Conclusions: An ambient AI scribe–assisted workflow improved the quality of written narrative feedback with no observed increase in instructor effort compared to human-only documentation. Although occasional inaccuracies required review, this innovation has the potential to transform feedback documentation.

JMIR Med Educ 2026;12:e89996

doi:10.2196/89996

Keywords

ambient scribe; artificial intelligence; AI; feedback; medical student education; formative assessment; competency-based education

Problem: Documentation Burden and Quality of Feedback in the Modern Assessment Paradigm

High-quality observation and feedback contribute to the development of clinical competence and professional growth in medical education. Effective feedback provides learners with specific and actionable information on their performance, which can promote deliberate practice, motivation, and engagement with ongoing feedback [1-4]. While verbal feedback is critical for collaborative discussion [5] and occurs frequently in clinical [1] and simulation settings [6], it may be limited as a tool for longitudinal reflection as learners recall few feedback points when given verbal feedback alone [5,7]. Written feedback supports self-regulated learning by allowing trainees and their supervisors to review past narratives, set goals, and refine strategies for improvement [1,8]. By providing detailed, context-rich guidance, narrative feedback can help learners focus efforts on achieving professional outcomes expected of them during training [1,9].

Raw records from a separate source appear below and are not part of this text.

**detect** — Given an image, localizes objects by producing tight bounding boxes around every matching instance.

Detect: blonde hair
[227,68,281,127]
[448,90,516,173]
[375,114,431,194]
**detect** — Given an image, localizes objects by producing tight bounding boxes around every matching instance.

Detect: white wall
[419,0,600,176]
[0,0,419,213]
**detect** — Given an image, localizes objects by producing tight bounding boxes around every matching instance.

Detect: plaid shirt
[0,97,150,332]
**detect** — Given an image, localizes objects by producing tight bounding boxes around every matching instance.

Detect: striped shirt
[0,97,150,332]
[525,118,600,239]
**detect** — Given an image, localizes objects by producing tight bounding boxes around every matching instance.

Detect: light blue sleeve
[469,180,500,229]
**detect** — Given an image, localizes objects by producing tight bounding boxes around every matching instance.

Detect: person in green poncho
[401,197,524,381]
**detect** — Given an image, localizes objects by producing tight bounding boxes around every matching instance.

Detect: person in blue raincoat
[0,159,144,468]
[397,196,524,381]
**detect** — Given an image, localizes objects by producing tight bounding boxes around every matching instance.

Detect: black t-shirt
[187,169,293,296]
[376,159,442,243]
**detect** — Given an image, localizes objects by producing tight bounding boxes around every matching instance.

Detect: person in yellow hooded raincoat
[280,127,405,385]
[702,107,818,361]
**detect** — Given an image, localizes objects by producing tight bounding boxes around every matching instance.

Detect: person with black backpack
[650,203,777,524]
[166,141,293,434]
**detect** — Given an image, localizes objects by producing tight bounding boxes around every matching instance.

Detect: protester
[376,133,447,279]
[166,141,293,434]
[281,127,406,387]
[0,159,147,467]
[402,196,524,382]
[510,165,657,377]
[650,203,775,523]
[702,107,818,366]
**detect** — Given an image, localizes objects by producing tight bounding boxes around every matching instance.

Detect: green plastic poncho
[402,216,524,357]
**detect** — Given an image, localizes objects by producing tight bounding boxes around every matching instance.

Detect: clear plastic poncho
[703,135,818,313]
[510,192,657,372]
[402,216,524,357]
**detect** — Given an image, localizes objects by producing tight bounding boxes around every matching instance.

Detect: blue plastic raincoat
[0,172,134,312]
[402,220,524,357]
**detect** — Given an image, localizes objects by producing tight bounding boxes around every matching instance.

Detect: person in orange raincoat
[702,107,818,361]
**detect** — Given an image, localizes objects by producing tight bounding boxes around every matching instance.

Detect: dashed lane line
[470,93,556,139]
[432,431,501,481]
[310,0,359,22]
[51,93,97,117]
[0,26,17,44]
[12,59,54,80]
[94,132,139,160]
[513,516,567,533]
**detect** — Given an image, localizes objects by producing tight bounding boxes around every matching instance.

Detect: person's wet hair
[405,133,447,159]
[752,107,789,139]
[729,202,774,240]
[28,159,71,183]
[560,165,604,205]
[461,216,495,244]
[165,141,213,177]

In recognition of the value of both verbal and written feedback, accreditation bodies such as the Liaison Committee on Medical Education emphasize the importance of defined competencies within a robust assessment system that includes narrative feedback [10]. Unfortunately, medical educators faced with competing responsibilities and increased educational documentation burden [11] struggle to convert real-time verbal observations into meaningful written feedback [1]. As a result, rather than serving as a tool to promote learning, formative assessment is often reduced to a checklist activity disconnected from best practices for feedback. Brief, nonspecific narratives are common and diminish the educational value of written feedback [11,12].

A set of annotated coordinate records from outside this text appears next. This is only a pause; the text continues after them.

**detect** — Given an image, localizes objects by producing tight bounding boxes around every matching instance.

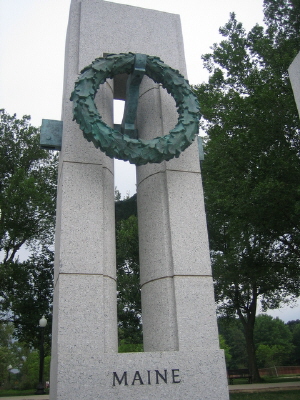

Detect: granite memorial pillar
[50,0,229,400]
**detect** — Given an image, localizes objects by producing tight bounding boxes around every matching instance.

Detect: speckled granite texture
[50,0,228,400]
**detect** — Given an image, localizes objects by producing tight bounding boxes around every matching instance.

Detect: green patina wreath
[71,53,200,165]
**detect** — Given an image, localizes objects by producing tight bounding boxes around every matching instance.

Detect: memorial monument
[50,0,229,400]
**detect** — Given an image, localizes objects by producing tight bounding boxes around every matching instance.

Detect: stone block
[289,52,300,116]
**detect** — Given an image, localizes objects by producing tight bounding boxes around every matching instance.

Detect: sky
[0,0,300,320]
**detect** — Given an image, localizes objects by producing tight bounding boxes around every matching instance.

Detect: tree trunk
[236,284,262,383]
[244,322,262,383]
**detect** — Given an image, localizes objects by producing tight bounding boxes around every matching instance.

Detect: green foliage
[230,390,299,400]
[254,315,294,368]
[20,350,51,389]
[287,319,300,365]
[0,323,22,387]
[0,110,57,347]
[218,317,248,369]
[219,335,232,366]
[0,110,57,263]
[119,339,143,353]
[115,195,143,346]
[195,0,300,381]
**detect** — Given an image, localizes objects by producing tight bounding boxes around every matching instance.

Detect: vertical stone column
[50,0,228,400]
[50,1,118,400]
[137,79,218,351]
[289,52,300,116]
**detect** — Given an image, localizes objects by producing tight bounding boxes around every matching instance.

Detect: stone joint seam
[137,169,200,186]
[56,272,117,283]
[140,275,212,289]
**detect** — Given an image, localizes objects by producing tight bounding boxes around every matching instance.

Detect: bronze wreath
[71,53,200,165]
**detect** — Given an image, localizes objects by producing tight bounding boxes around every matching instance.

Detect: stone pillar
[289,52,300,116]
[50,0,228,400]
[137,80,219,351]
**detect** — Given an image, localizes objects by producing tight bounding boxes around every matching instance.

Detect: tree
[254,315,294,368]
[287,319,300,365]
[115,195,143,346]
[218,317,247,369]
[195,0,300,382]
[0,110,57,265]
[0,110,57,346]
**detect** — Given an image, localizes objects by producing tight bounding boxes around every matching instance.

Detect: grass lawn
[230,390,300,400]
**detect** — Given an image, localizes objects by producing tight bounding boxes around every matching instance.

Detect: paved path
[0,381,300,400]
[228,381,300,392]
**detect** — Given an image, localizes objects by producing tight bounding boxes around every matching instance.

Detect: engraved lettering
[155,369,167,385]
[172,369,181,383]
[132,371,144,385]
[113,371,128,386]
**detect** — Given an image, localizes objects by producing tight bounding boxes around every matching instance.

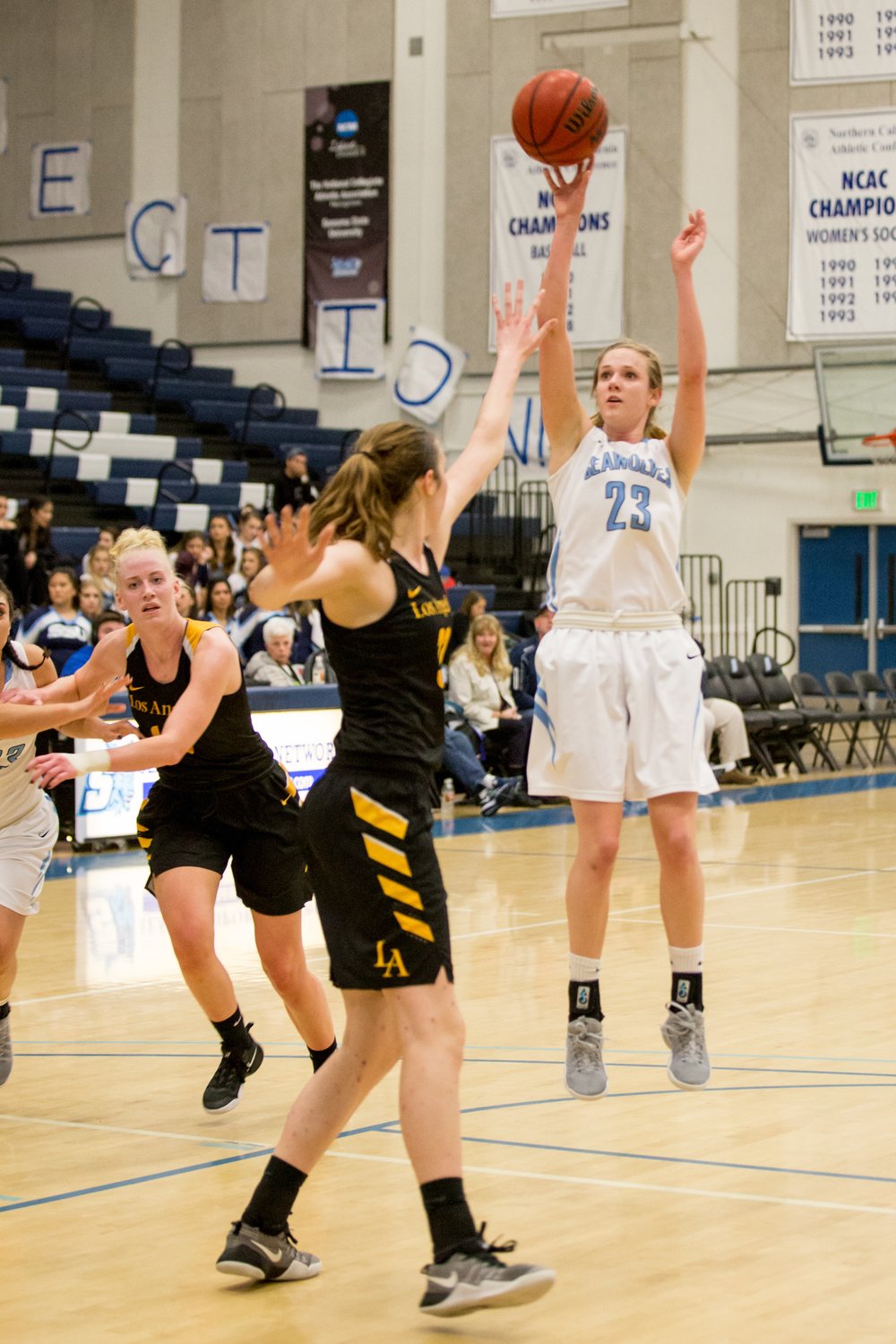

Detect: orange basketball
[513,70,610,164]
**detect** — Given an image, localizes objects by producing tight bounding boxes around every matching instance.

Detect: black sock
[669,970,702,1012]
[240,1158,307,1236]
[212,1008,253,1050]
[570,980,603,1021]
[420,1176,476,1263]
[307,1037,336,1073]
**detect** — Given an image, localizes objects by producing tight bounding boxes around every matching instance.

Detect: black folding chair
[853,672,896,765]
[747,653,840,771]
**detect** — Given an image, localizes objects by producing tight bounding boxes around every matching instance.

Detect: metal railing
[43,411,92,495]
[149,457,199,527]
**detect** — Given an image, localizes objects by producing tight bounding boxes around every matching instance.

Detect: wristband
[68,747,111,774]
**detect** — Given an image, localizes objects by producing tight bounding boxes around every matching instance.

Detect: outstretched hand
[672,210,707,271]
[492,280,557,366]
[262,504,334,588]
[544,155,594,220]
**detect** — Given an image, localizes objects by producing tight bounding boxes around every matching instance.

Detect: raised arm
[669,210,707,491]
[427,280,555,564]
[538,159,594,472]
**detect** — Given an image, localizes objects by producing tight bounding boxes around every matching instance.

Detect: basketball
[513,70,610,166]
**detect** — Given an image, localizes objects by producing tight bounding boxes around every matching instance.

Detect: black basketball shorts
[302,762,454,989]
[137,761,312,916]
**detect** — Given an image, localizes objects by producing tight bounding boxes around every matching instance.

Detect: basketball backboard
[815,341,896,467]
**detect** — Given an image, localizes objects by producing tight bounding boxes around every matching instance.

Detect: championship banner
[392,327,466,425]
[788,108,896,340]
[790,0,896,85]
[314,298,385,378]
[202,223,270,304]
[302,81,390,349]
[125,196,186,280]
[492,0,629,19]
[489,131,626,349]
[30,140,92,220]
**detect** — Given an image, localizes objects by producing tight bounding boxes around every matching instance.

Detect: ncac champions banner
[302,81,390,349]
[788,108,896,340]
[489,131,626,349]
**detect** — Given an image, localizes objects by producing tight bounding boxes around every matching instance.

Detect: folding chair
[747,653,839,771]
[853,672,896,765]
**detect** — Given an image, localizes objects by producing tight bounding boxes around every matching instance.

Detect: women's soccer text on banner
[790,0,896,85]
[788,108,896,340]
[489,131,626,349]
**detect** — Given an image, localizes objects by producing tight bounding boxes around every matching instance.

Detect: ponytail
[309,421,441,559]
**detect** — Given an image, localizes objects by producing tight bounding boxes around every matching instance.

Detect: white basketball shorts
[528,626,718,803]
[0,793,59,916]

Solution: Ambient Artificial Intelligence Scribes in Educational Practice

Ambient artificial intelligence (AI) refers to AI embedded into environments, working continuously in the background to support human tasks [13]. Ambient AI scribes have seen rapid adoption to address the growing documentation burden in clinical practice. Ambient AI scribes passively capture and document physician-patient conversations into structured clinical notes [14]. There is early evidence suggesting that these tools reduce administrative burden while maintaining or improving documentation quality [15,16]. The potential for this technology to extend beyond patient care into medical education is compelling. By capturing and structuring verbal formative feedback provided by faculty in real time, ambient AI scribes could generate written records of learner performance. These “educational feedback notes” could transform narrative workflows similar to the way in which AI-generated clinical notes are transforming clinical practice [17].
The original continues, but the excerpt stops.